SERMAYEYE DEĞİL, HALK YARARINA BİLİM
Tüm bunları yalnızca Siyasal İslamcı bir iktidarın kendi ideoloji kavgası ya da bir “yönetememe problemi” olarak açıklamaya çalışmaksa bu sömürü düzeninin sürmesinde eğitim sisteminin rolünü fazlasıyla hafife almak olur.

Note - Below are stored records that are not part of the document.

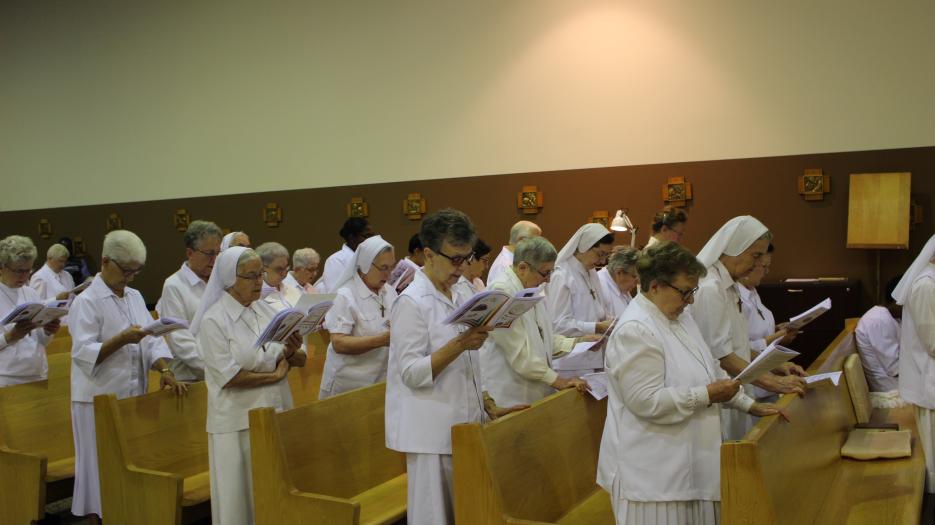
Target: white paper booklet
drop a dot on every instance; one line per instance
(164, 325)
(402, 275)
(810, 315)
(304, 318)
(773, 356)
(495, 308)
(597, 384)
(39, 313)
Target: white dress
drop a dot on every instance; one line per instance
(516, 362)
(181, 295)
(23, 361)
(660, 451)
(357, 312)
(98, 315)
(421, 409)
(718, 311)
(226, 338)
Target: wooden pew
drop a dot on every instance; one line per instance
(327, 463)
(37, 452)
(153, 457)
(792, 473)
(533, 467)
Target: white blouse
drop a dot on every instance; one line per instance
(96, 315)
(181, 296)
(516, 362)
(662, 438)
(226, 338)
(420, 409)
(357, 312)
(25, 359)
(573, 296)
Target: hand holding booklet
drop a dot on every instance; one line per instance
(304, 318)
(38, 313)
(494, 308)
(773, 356)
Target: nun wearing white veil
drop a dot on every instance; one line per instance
(239, 376)
(733, 252)
(573, 294)
(359, 320)
(916, 293)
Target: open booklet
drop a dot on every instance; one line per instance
(797, 322)
(38, 313)
(304, 318)
(402, 275)
(773, 356)
(494, 308)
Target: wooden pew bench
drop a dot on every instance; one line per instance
(153, 457)
(533, 467)
(792, 472)
(37, 450)
(327, 463)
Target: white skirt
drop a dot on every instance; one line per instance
(231, 478)
(431, 492)
(86, 498)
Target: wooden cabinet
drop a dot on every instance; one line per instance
(788, 299)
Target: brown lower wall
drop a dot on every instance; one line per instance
(809, 236)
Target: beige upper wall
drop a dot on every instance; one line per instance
(126, 101)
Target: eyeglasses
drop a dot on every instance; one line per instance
(127, 272)
(686, 294)
(457, 260)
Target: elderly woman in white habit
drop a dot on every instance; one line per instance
(434, 379)
(22, 345)
(618, 279)
(359, 321)
(110, 353)
(573, 294)
(916, 293)
(52, 281)
(516, 362)
(275, 259)
(731, 254)
(660, 451)
(239, 376)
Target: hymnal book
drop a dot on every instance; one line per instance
(797, 322)
(494, 308)
(304, 318)
(773, 356)
(39, 313)
(164, 325)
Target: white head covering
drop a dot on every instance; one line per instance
(222, 277)
(901, 292)
(363, 257)
(732, 239)
(583, 240)
(229, 238)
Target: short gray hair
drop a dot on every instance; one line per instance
(304, 257)
(270, 251)
(124, 246)
(624, 257)
(200, 230)
(524, 230)
(17, 249)
(57, 251)
(534, 251)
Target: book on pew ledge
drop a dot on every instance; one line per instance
(164, 325)
(38, 313)
(304, 318)
(797, 322)
(494, 308)
(773, 356)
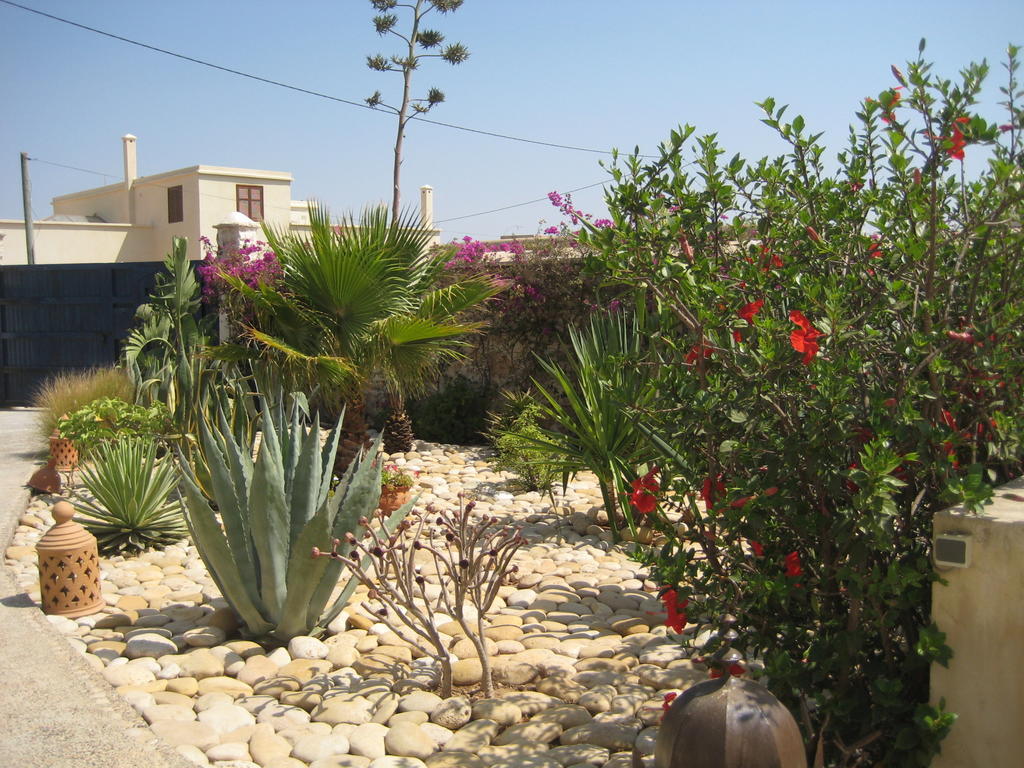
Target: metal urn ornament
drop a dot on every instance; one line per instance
(69, 567)
(728, 722)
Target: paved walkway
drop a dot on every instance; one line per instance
(54, 711)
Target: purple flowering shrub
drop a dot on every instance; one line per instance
(254, 263)
(547, 288)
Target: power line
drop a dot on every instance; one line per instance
(515, 205)
(72, 167)
(299, 89)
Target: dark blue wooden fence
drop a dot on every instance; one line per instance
(65, 316)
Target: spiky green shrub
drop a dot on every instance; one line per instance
(69, 390)
(272, 511)
(514, 432)
(110, 419)
(127, 503)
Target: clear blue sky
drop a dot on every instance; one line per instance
(589, 73)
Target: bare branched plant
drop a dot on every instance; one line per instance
(468, 557)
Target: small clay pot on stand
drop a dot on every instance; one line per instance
(391, 499)
(64, 453)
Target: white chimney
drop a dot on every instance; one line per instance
(131, 173)
(427, 206)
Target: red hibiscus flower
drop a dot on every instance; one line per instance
(676, 609)
(875, 249)
(793, 567)
(696, 350)
(713, 486)
(805, 339)
(948, 420)
(956, 141)
(643, 498)
(750, 311)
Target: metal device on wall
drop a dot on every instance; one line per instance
(951, 550)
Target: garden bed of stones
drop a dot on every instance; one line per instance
(581, 656)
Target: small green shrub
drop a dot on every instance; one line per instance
(127, 506)
(110, 418)
(456, 414)
(69, 390)
(514, 432)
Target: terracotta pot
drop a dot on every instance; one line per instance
(391, 499)
(64, 453)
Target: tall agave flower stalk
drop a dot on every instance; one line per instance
(271, 512)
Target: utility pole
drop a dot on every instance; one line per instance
(30, 235)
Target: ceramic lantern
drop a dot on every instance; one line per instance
(69, 567)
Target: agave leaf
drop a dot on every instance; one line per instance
(213, 547)
(224, 465)
(269, 512)
(306, 483)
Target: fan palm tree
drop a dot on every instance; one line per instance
(356, 301)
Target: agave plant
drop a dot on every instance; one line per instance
(272, 511)
(128, 506)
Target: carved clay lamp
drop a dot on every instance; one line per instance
(69, 567)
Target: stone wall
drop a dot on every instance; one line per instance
(981, 609)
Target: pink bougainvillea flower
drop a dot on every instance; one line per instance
(750, 311)
(804, 339)
(675, 608)
(793, 566)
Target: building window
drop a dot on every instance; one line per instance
(250, 201)
(175, 205)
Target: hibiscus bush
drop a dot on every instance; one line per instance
(838, 346)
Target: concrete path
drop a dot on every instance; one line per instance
(55, 712)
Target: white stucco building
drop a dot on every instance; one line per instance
(135, 219)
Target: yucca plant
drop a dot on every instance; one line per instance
(128, 506)
(588, 404)
(272, 511)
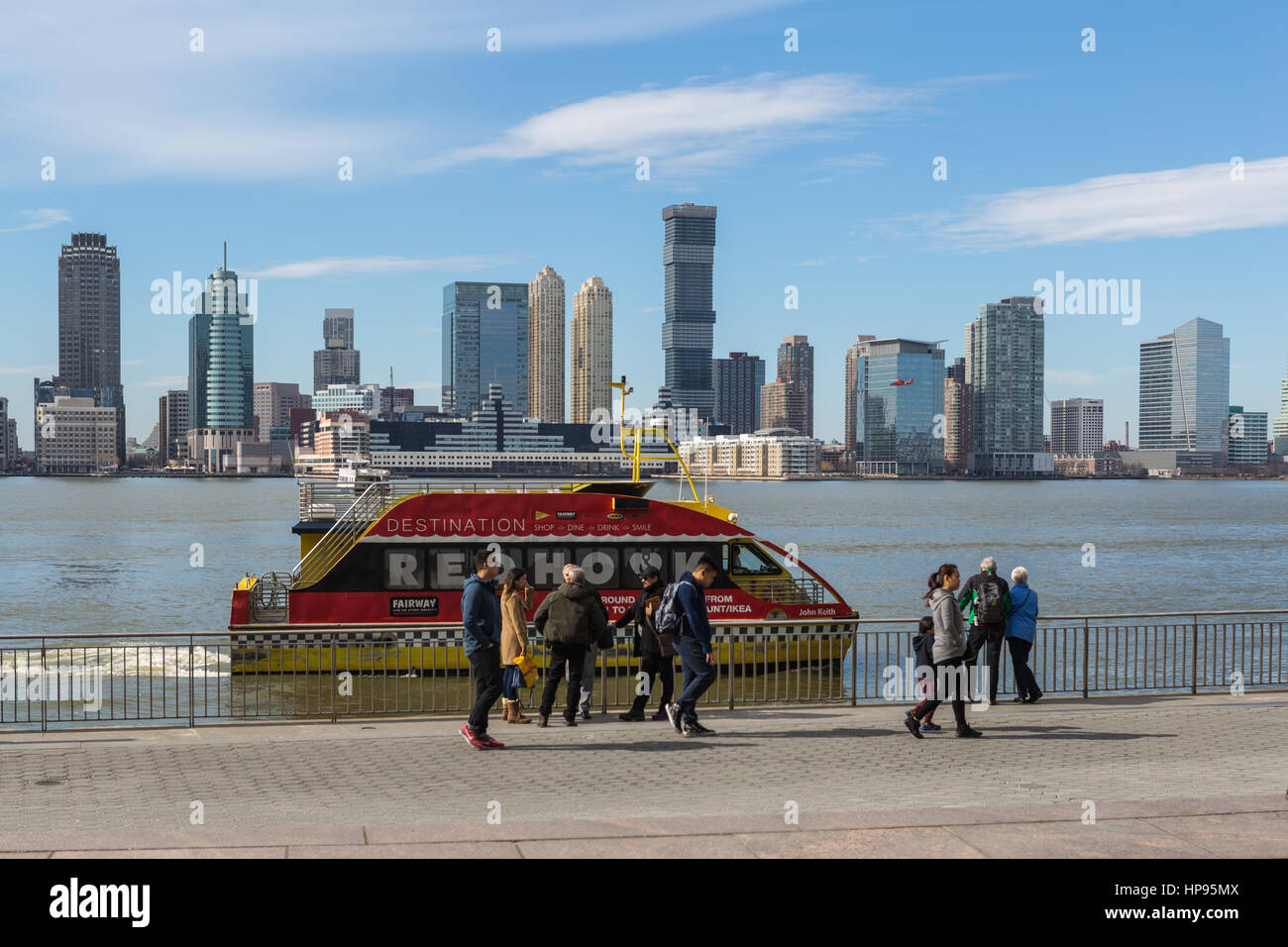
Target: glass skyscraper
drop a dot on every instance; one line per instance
(896, 424)
(1185, 389)
(688, 256)
(1005, 369)
(484, 342)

Çünkü bilimsellikten uzaklaşarak ahlak ve din dersleriyle doldurulan müfredatlarla sömürüye rızası üretilen; genç yaşlardan itibaren MEB destekli programlarla atölyelerde, fabrikalarda çok düşük ücretlerle çalışmaya alıştırılan bu çocuklar işçi ailelerin bir sonraki işçi kuşağını oluşturacak çocukları. İş güvenliği önlemlerinin alınmadığı, saatlerce çalıştıktan sonra aldığı ücretten kira ve fatura ödemeleri sonrasında hiçbir şey kalmayacağı, çalıştıkları firmalar ‘kriz’ zamanlarında dahi kârını artırırken “Dişini sıkması, sabretmesi, tevekkül etmesi, vatanına bağlılığını kriz zamanlarında göstermesi” öğütlenecek olan işçiler bu eğitim sisteminin büyüttüğü, bir işçi olarak yetiştirdiği çocuklar.
Bu nedenle ne bu gerici eğitim planlamaları ne de çocukları küçük yaşta sermayenin kucağına atma projeleri boşa. “Ağaç yaşken eğilir” ya da “Yılanın başı küçükken ezilir.” Nasıl ifade edersek edelim, 11 Eylül’de milyonlarca çocuğun toplum düzeninin ve sömürenin-sömürülenin yerini bileceği sistemin çarkına çomak sokmamak üzere ‘eğitileceği’ bir eğitim öğretim dönemi daha başladı. Tam da bu noktada en temel haklardan olan eğitim burjuvazi ve onun iktidarının koltuk bekçiliğini yapmak yerine, halk yararına bilim üretmeye yarasın diye parasız, bilimsel, demokratik ve laik eğitim talebi bugün ekmek kadar, su kadar hayati. Bu talebin etrafında en güçlü şekilde birleşmek de, sömürüsüz ve eşit bir dünyada inat etmek de öyle.